There are counter-arguments to this. One is that the rich value income not because it buys them goods but because it's a way of keeping score: the hedge fund manager wants to be richer than the manager next door. If this is the case, higher taxes don't hurt because they bear upon all the rich: the trader at J.P. Morgan might be unhappy at paying more tax, but he can console himself with the happy thought that that bastard at Goldman's is paying even more.

I doubt, though, that this applies to all the rich: some, I know, love their yachts and fine wines. But there's an objection here - that these are acquired tastes, endogenous preferences. I find this plausible. But it confirms my argument - that we should not base policy upon a conception of welfare based upon subjective preferences.

The second argument I'm unhappy with is Saez and Zucman's - that the justification for higher top tax rates

is not about collecting revenue. It is about regulating inequality and the market economy. It is also about safeguarding democracy against oligarchy.

It is true that the rich have excessive political influence and that high taxes on them would reduce their ability to buy politicians. But it wouldn't go anything like far enough to reduce their power. Even if we had high top taxes there'd still be, as Adam Smith said, a "disposition to admire, and almost to worship, the rich and the powerful, and to despise, or, at least, to neglect persons of poor and mean condition." The press would still be owned by plutocrats.
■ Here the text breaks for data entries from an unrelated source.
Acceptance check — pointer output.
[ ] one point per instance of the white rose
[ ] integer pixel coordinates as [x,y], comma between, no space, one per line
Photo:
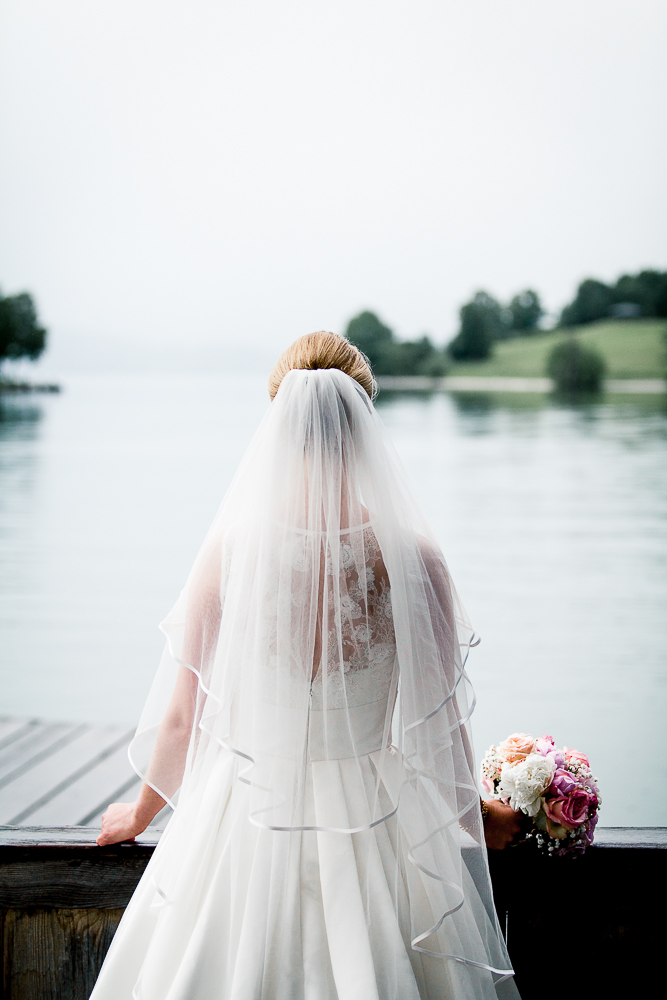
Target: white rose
[525,782]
The BBC would still be biased. Millions of workers would face poor working conditions and petty tyrannies. Professionalism would still be under attack from managerialism. Nor would we necessarily have greater social solidarity: we might even have less if the rich resent higher taxes. Those who feel that politicians don't listen to them might continue to feel excluded. And so on and so on.

What's at stake here is in fact a decades-old dispute between social democrats and Marxists. Social democrats have tended to think that the unacceptable features of capitalism can be ameliorated or removed by technocratic state interventions such as appropriate tax rates. We Marxists, however, suspect that capitalism's defects are not so easily cured.